Here is a new version which has the advantage of hiding some implementation details. You lose the bitfield initialization though. I'm not sure whether the compiler is required to keep struct bar members in a 32bit block now, I guess you need something like __attribute__(packed), but I have no idea about those.

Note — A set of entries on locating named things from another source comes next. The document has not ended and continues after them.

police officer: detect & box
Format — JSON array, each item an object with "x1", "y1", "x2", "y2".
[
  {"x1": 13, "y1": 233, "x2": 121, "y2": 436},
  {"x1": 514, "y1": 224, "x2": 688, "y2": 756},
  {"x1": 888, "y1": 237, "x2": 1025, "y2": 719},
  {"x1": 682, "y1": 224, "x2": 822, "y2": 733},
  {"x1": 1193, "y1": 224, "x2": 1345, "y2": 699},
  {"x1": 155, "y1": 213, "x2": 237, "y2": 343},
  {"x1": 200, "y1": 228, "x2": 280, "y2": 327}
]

On the other hand the union should force this.
Maybe somebody can clarify although we're getting a bit off topic here.
Anyway this compiles without warnings under -Wall -Wextra -pedantic -ansi and Comeau++ is also happy.


class foo {
public:
  typedef unsigned short int16;

private:
  struct bar {
    int16 x;
    int16 y;
  };

  union {

    bar b;

    unsigned int z;
  };

public:
  foo() : x(b.x), y(b.y) {}
  foo(int16 xx, int16 yy) : x(b.x), y(b.y) {x=xx; y=yy;}

  bool operator<(const foo& other) {return z<other.z;}

  int16& x;
  int16& y;

};

int main () {

  foo f;
  f.x = 1; f.y=0;
  foo g(0,1);

  return f<g;
}


Best, Peter

Never mind this approach. Now sizeof(foo) is 12 instead of 4 as it was before, which is probably not acceptable for most applications. I guess it's either compile without strict compliance or use the __extension__ workaround and make sure all the compilers you want to use on your code know what to do. Such a thing as an anonymous struct simply doesn't seem to exist in the Standard.

I guess further help should rather be sought at comp.lang.c++ etc.